Ohio’s Superintendent of Public Instruction, Dr. Richard Ross, arrived in Paulding to announce the approval of the grant application of $1,577,780.00 in collaboration with Paulding Exempted Village Schools, Wayne Trace Local Schools, Crestview Local Schools, Lincolview Local Schools, Western Buckeye Educational Service Center, Northwest Ohio Educational Technology Foundation, Paulding County Carnegie Library, Vantage, Northwest State Community College, Paulding County Economic Development, Van Wert Economic Advisory Group, and Van Wert Chamber of Commerce.
Dr. Ross specifically mentioned these improvements for the schools must be sustainable. It cannot be just for a couple of years and then it’s over. Improvements in education are not always instantaneous. The improvements needed take time and must be able to be sustained to ensure the betterments are not short-lived.
The plan Paulding and it’s group put forth proposed, “Beyond the Classroom is designed to provide a continuum of online learning opportunities for students in grades 7-12. The goals are to increase student achievement and provide a greater share of resources directly in the classroom; provide professional development for teachers on flipped- classroom/blended learning strategies through direct professional development instruction and professional learning communities; and hold a Business Symposium to bridge the gap between local businesses and schools by providing a forum and website to establish internships and shadowing experiences in the community.
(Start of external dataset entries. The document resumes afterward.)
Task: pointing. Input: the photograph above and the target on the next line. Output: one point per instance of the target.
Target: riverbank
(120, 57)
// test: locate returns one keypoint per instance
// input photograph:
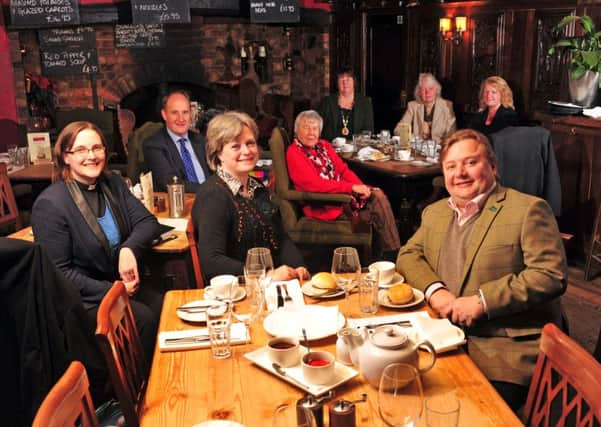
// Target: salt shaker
(176, 198)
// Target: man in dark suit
(174, 150)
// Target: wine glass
(248, 311)
(400, 395)
(346, 268)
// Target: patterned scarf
(320, 158)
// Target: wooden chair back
(9, 213)
(190, 233)
(565, 388)
(119, 341)
(69, 402)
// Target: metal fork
(287, 298)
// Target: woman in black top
(496, 107)
(233, 211)
(94, 229)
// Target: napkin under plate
(239, 335)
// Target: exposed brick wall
(196, 53)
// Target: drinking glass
(400, 395)
(442, 410)
(346, 268)
(219, 322)
(248, 311)
(290, 415)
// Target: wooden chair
(565, 388)
(301, 229)
(119, 341)
(69, 402)
(190, 233)
(9, 213)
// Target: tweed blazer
(443, 122)
(516, 258)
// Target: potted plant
(585, 63)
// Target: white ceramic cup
(404, 155)
(284, 351)
(321, 374)
(387, 270)
(223, 284)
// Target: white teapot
(375, 349)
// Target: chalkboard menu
(160, 11)
(69, 60)
(43, 13)
(274, 11)
(81, 36)
(140, 36)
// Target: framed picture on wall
(39, 147)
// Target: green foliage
(585, 49)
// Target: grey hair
(311, 115)
(425, 79)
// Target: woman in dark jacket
(94, 229)
(347, 112)
(233, 211)
(496, 107)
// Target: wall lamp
(448, 34)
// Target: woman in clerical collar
(94, 229)
(233, 211)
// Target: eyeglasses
(98, 150)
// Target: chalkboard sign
(140, 36)
(274, 11)
(69, 60)
(80, 36)
(43, 13)
(160, 11)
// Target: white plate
(196, 317)
(418, 297)
(319, 321)
(420, 163)
(218, 423)
(311, 291)
(342, 373)
(239, 296)
(396, 279)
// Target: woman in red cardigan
(314, 166)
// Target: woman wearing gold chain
(346, 112)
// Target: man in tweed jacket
(491, 260)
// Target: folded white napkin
(294, 290)
(443, 335)
(238, 335)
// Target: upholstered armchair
(305, 230)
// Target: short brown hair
(462, 135)
(501, 85)
(64, 143)
(225, 128)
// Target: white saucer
(239, 296)
(313, 292)
(418, 297)
(396, 279)
(294, 375)
(199, 316)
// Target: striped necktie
(187, 159)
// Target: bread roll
(323, 281)
(400, 294)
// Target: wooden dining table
(189, 387)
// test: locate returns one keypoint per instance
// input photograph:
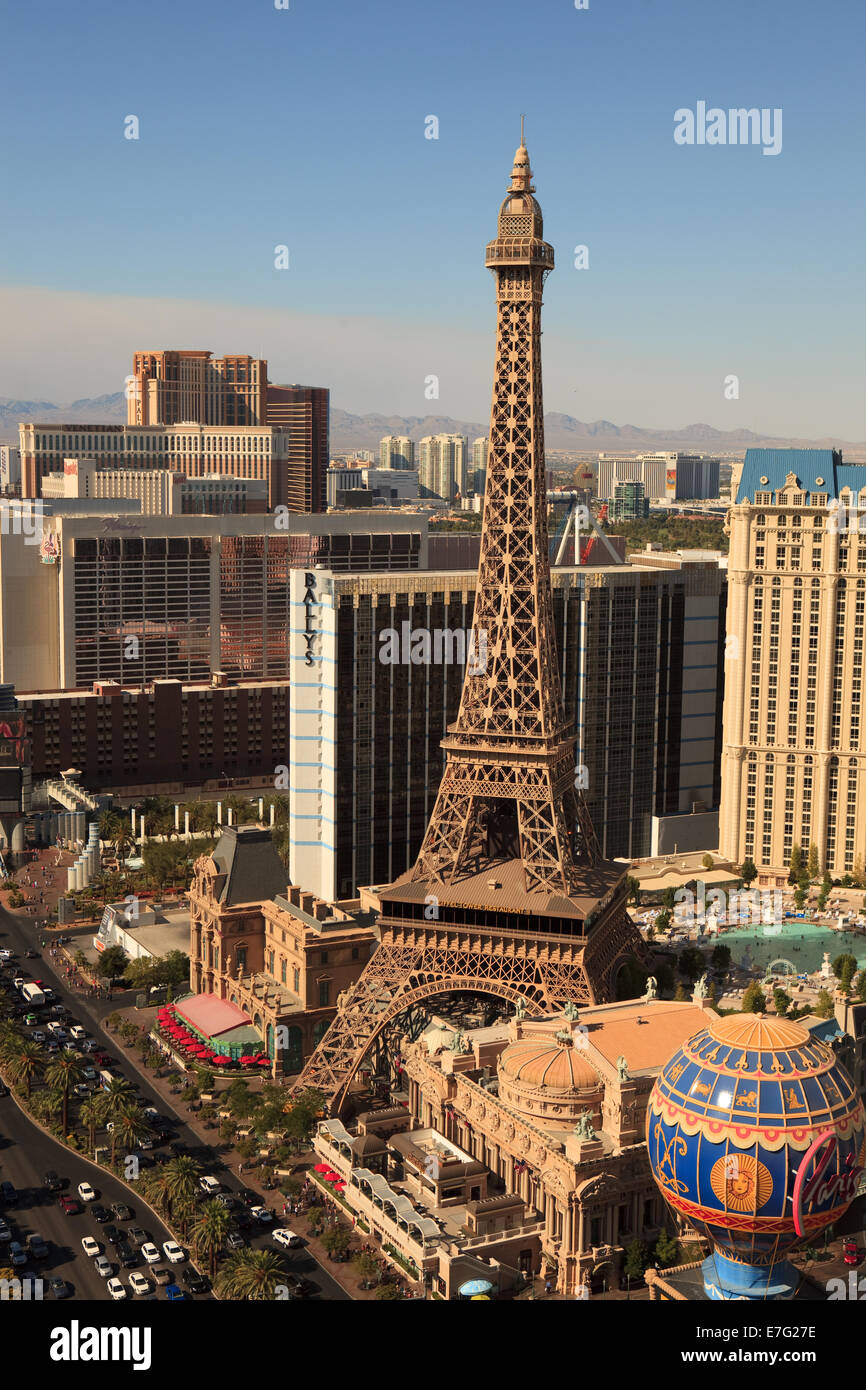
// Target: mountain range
(563, 434)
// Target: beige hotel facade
(794, 763)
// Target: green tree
(25, 1064)
(250, 1276)
(209, 1233)
(61, 1075)
(823, 1005)
(720, 958)
(754, 1000)
(337, 1240)
(111, 963)
(781, 1000)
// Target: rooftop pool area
(797, 941)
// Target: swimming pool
(798, 941)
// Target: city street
(27, 1154)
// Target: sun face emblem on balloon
(741, 1183)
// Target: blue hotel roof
(808, 466)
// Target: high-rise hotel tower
(794, 762)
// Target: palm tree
(117, 1094)
(61, 1075)
(123, 840)
(209, 1232)
(250, 1275)
(91, 1114)
(181, 1183)
(129, 1126)
(25, 1062)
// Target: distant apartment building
(794, 769)
(10, 469)
(628, 502)
(396, 452)
(667, 476)
(260, 453)
(442, 462)
(477, 477)
(305, 412)
(389, 485)
(641, 653)
(159, 491)
(175, 387)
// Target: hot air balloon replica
(756, 1139)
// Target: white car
(287, 1237)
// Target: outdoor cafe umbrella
(474, 1286)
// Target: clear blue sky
(306, 127)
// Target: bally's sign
(309, 599)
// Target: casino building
(523, 1147)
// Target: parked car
(285, 1237)
(298, 1286)
(36, 1246)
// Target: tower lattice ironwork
(509, 894)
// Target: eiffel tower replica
(509, 894)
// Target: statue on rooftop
(584, 1126)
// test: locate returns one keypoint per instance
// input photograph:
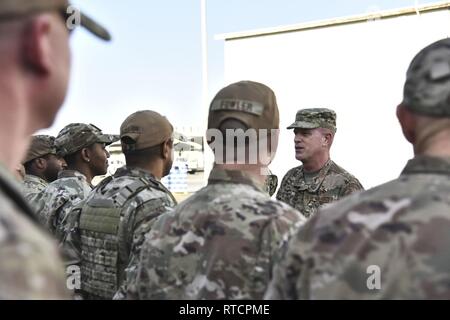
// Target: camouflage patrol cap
(427, 86)
(144, 129)
(77, 136)
(251, 102)
(315, 118)
(40, 146)
(11, 9)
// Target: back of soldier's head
(243, 123)
(427, 86)
(425, 111)
(74, 137)
(142, 135)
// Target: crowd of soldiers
(127, 238)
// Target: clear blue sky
(154, 60)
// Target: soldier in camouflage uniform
(319, 180)
(112, 221)
(221, 242)
(83, 148)
(42, 165)
(30, 267)
(271, 183)
(391, 242)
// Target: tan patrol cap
(251, 102)
(144, 129)
(10, 9)
(40, 146)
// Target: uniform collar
(235, 176)
(427, 164)
(36, 179)
(135, 172)
(316, 182)
(71, 174)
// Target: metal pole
(208, 156)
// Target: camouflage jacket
(31, 187)
(331, 183)
(55, 202)
(391, 242)
(137, 213)
(271, 183)
(220, 243)
(30, 267)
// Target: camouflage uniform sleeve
(30, 267)
(70, 240)
(284, 187)
(274, 242)
(291, 265)
(352, 186)
(138, 225)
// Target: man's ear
(167, 149)
(85, 155)
(407, 122)
(36, 52)
(40, 163)
(327, 139)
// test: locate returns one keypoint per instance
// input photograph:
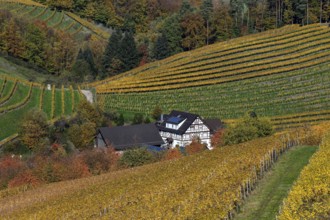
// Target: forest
(145, 30)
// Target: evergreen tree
(111, 54)
(206, 9)
(84, 67)
(161, 49)
(185, 8)
(121, 120)
(173, 32)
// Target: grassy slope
(264, 72)
(58, 103)
(162, 186)
(20, 93)
(67, 102)
(47, 102)
(265, 201)
(9, 68)
(10, 122)
(54, 17)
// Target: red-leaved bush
(172, 154)
(24, 178)
(10, 167)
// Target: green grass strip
(76, 98)
(2, 85)
(8, 91)
(67, 102)
(58, 103)
(265, 201)
(20, 93)
(10, 122)
(47, 103)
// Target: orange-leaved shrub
(172, 154)
(195, 147)
(24, 178)
(10, 167)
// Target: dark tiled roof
(213, 124)
(190, 118)
(125, 137)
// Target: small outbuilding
(127, 137)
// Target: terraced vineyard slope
(17, 97)
(204, 186)
(62, 20)
(282, 74)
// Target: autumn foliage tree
(34, 130)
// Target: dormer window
(174, 122)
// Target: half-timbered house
(180, 128)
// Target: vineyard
(282, 74)
(17, 97)
(61, 20)
(309, 197)
(210, 185)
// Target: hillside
(18, 96)
(56, 19)
(282, 74)
(207, 185)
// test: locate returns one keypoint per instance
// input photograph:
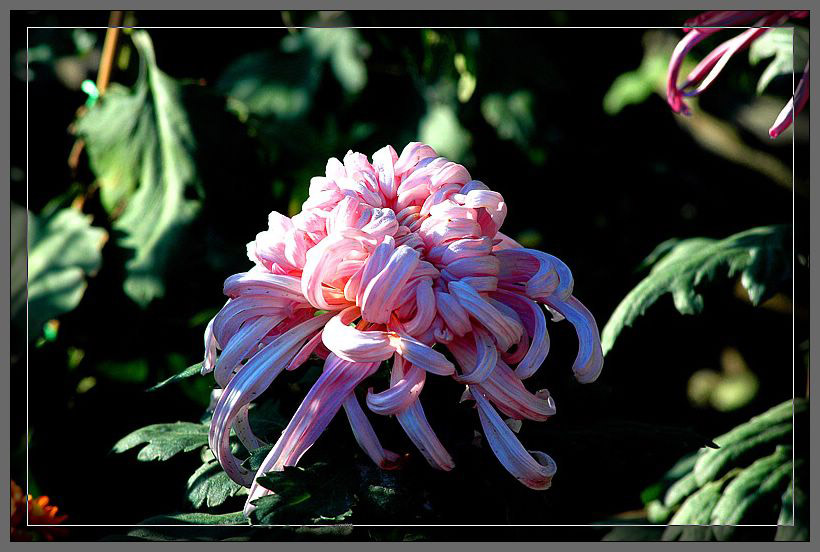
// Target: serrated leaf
(697, 509)
(714, 463)
(162, 441)
(316, 494)
(141, 148)
(191, 371)
(760, 254)
(766, 476)
(789, 48)
(211, 486)
(64, 249)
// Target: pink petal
(590, 357)
(417, 428)
(322, 402)
(366, 436)
(533, 470)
Beyond the Classroom will reduce spending on instructional resources by retaining post-secondary, online learners and credit recovery students, and by reducing major capital expenditures in the next five years.”
PEVS Superintendent, William Hanak, stated it was a fantastic group who put this all together. He specifically mentioned Courtney Rethmel, Paulding’s new Curriculum Coordinator who headed the authoring of the proposal. Courtney said it was a lot of work to put this together, taking most of October, but her group worked well toward the goal. She believed it could be done here in Paulding and it obviously worked!
Mr. Hanak also said these alloted funds would go through a 3-tiered system. The first would be every student receiving a laptop to use for school. The second would be for students to be able to recover credits digitally. The third would be Jumpstart with Northwest State Community College and allowing students to earn dual credits for both high school and college at the same time.
Fayette Local Schools, of which Antwerp Local School was in cooperation with, also received moneys in the amount of $3,402,120.00. Their proposal included: “This proposal will provide opportunities for student achievement through shared instructional services among consortium members. Spending reductions will occur as administrative duties transfer from administration to instructional staff and resources replace textbook purchases. Instruction will be accessible for all students across multiple districts.”
The Ohio Controlling Board approved 24 grant applications involving more than 150 school districts and other partners that were recommended as part of Ohio’s new Straight A Fund to encourage innovation in classrooms.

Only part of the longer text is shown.